Countless communication and relationship experts have said that one of the best ways to shape a person’s behavior is appreciation.
It helps the person feel good about themselves and truly valued. You’ll establish the team as a safe and supportive space for everyone.
And they’ll associate all these positive feelings with you — since your appreciation is what brought them up.
Definitely be sure to use this tip if you notice improvements related to a problem you pointed out — there’s no better way to keep a person motivated to continue improving.
But you should give appreciation generously and freely. After all, nobody has ever complained, “my boss appreciates me too much!”
5) Not using the person’s name
Here’s a pretty simple communication mistake — and it’s so subtle, most of us don’t even think about it.
It’s another one that Dale Carnegie mentioned. Essentially, if you want to build your influence you should use people’s names when talking to them.
I would add that it’s pretty important to notice if the person actually likes their name.
One friend I know isn’t really a big fan of her name, but she never changed it because she has dual citizenship and it would be a big hassle.
She uses a similar name as a nickname, but she has to use the official one on all documentation including her work contract.
She did introduce herself to everyone by her nickname, but her boss clearly went by her documents, and continued to call her by the name she didn’t like.
Though she liked working with him a lot, she couldn’t help internally wincing every time he addressed her, which naturally limited his influence with her on a subconscious level.
So if you’re going to use this tip, make sure you approach it individually and take notice of each person’s preferences.
6) Talking more than the other person
A lot of people mistakenly believe that the more they talk, the more leadership and authority they appear to have.
But actually, doing this limits your influence.
True leaders don’t need to prove their influence to anyone — others prove it to them, by listening to them and coming to them for help.
You won’t be able to make someone respect you more by pushing your advice on them, or monopolizing the conversation in an effort to gain power.
Instead, focus on giving other people plenty of space to talk and listening openly when they do.
They will notice your open-minded approach, and when they ask you for help, you’ll know it’s because they truly want to hear it. They’ll be much more likely to follow it too.
7) Not asking questions
A few years ago, I was having a coffee with a startup owner. He told me about this last communication mistake.

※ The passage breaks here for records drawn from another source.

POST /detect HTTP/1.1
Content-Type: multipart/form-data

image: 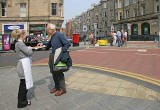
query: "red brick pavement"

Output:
[34,47,160,80]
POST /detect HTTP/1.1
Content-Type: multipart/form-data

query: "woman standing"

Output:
[12,29,33,108]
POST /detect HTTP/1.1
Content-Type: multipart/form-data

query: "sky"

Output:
[64,0,100,26]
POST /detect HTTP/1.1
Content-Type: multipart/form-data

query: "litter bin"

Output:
[73,34,79,46]
[2,35,10,51]
[0,35,3,50]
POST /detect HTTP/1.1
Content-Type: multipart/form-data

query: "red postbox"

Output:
[73,34,79,46]
[3,35,10,50]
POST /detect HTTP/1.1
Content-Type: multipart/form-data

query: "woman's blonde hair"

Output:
[11,29,26,41]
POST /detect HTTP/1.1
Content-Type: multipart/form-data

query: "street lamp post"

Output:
[158,13,160,48]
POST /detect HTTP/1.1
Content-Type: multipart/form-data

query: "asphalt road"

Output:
[0,47,85,67]
[0,50,51,66]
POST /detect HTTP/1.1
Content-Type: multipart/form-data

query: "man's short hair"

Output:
[49,23,56,30]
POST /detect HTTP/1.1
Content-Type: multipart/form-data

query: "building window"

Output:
[126,10,130,18]
[20,3,27,17]
[141,6,145,15]
[1,2,7,16]
[115,0,118,9]
[133,0,137,3]
[134,9,137,17]
[119,0,122,8]
[59,4,63,17]
[156,0,159,12]
[52,3,57,16]
[103,3,107,8]
[119,12,122,20]
[124,0,129,6]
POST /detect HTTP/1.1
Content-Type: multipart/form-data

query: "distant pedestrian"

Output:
[154,32,158,43]
[117,30,122,47]
[89,33,94,45]
[12,29,33,108]
[38,24,72,96]
[110,30,114,46]
[113,31,117,46]
[123,31,128,46]
[83,33,87,45]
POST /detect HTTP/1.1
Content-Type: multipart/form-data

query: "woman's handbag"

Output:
[48,53,69,73]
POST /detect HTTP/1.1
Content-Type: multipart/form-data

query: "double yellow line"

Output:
[73,64,160,86]
[0,63,160,86]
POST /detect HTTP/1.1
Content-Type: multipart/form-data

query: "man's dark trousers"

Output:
[52,71,66,91]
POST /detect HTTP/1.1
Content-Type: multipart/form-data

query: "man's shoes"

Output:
[17,101,28,108]
[55,90,67,96]
[50,88,57,94]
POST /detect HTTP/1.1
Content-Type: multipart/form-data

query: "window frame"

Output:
[1,2,7,17]
[19,3,27,17]
[51,3,57,16]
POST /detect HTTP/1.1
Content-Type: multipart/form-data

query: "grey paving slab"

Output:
[0,66,160,110]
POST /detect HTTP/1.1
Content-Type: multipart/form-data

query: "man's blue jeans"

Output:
[118,37,122,47]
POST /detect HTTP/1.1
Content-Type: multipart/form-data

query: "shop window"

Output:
[134,9,137,17]
[59,4,63,17]
[131,24,138,35]
[124,0,129,6]
[133,0,137,3]
[126,10,130,18]
[119,12,122,20]
[20,3,27,17]
[1,2,7,16]
[141,6,146,15]
[156,0,159,12]
[52,3,57,16]
[141,23,150,35]
[119,0,122,8]
[115,0,118,9]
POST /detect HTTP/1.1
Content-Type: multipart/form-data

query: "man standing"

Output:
[117,31,122,47]
[40,24,71,96]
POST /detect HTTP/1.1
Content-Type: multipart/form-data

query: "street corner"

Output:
[66,69,160,101]
[0,66,160,110]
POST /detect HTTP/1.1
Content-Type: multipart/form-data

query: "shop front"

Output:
[2,22,27,34]
[29,24,46,40]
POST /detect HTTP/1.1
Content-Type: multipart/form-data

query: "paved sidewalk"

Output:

“The one asking questions is always the one with the upper hand,” he winked.
This made sense to me — after all, at any sort of interview, it’s always the person making the decision who’s asking the questions.
But truthfully, this shouldn’t be done as a power play. Your questions should be genuine, and come with the intention of gaining a better understanding of the other person.
You’ll be someone who cares about establishing common ground and getting to know various perspectives.
Plus, if you ask more questions, you’ll be making it much easier for yourself to follow the tip above as well.
Whether you’re a manager, a volunteer leader, or just the “leader of the pack” with your group of friends, influence will help you shape the group to reach your objectives.
Be careful to not make these 7 subtle communication mistakes. Many people overlook them, and inadvertently limit their influence.
So you’re already one step ahead — now it’s up to you to put what you know into action.